One Blogger's Copyright Confrontation

Duane Lester of All American Blogger is one victim of copyright violation who refused to ignore a specific instance of copyright violation. When a local newspaper printed a story on May 10, 2102, Duane realized the text was copied verbatim from a blog post he wrote on May 1, 2012 -- right down to the typos. A word was deleted from the headline, and an extra paragraph was tacked on at the end of the printed article, but aside from those edits, it was his exact article. One that he spent time and effort researching, writing, and publishing.Had the newspaper hired someone to write an article on the piece of news, a fee would certainly have been paid. Not only were Duane's rights violated, but the newspaper made money selling that paper with his stolen article in it and they didn't have to pay anyone to write it. You can see his original post and the newspaper article on All American Blogger.Tired of seeing his work stolen, Duane tweeted his story to @AskACyberLawyer, who told Duane to give the newspaper a letter of copyright assertion and a bill.
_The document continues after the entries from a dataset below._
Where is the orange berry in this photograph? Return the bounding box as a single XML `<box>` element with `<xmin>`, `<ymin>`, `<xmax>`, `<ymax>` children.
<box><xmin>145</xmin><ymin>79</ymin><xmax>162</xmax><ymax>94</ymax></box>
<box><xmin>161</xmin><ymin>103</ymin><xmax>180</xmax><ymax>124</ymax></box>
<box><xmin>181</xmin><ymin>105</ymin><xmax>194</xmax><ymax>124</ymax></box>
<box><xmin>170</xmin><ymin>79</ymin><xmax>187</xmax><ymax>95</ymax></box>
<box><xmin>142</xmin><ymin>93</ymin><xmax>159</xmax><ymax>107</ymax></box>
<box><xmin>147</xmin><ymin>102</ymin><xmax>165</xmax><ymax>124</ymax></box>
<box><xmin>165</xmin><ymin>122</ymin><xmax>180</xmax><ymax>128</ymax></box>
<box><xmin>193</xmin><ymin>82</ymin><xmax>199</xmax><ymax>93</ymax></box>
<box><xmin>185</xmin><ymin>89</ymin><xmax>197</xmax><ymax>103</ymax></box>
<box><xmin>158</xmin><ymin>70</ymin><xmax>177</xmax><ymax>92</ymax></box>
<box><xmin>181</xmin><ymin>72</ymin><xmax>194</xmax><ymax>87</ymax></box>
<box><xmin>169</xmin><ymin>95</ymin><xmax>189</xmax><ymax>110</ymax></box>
You can see the letter below.Assertion of Copyright

Duane followed the instructions and took the letter and a bill for $500 (a reasonable fee) to the newspaper's editor. He brought a video camera and recorded the confrontation to demonstrate what writers have to go through to protect their work. You can see the video below. The newspaper editor, Bill, isn't surprised by the accusation at all, but he's not happy about paying $500 for Duane's work. Notice at the end of the video where he writes an expletive describing his feelings in the memo section of the check. The woman in the video goes so far as to say at the 5:20 mark, "You're gonna make a fast $500."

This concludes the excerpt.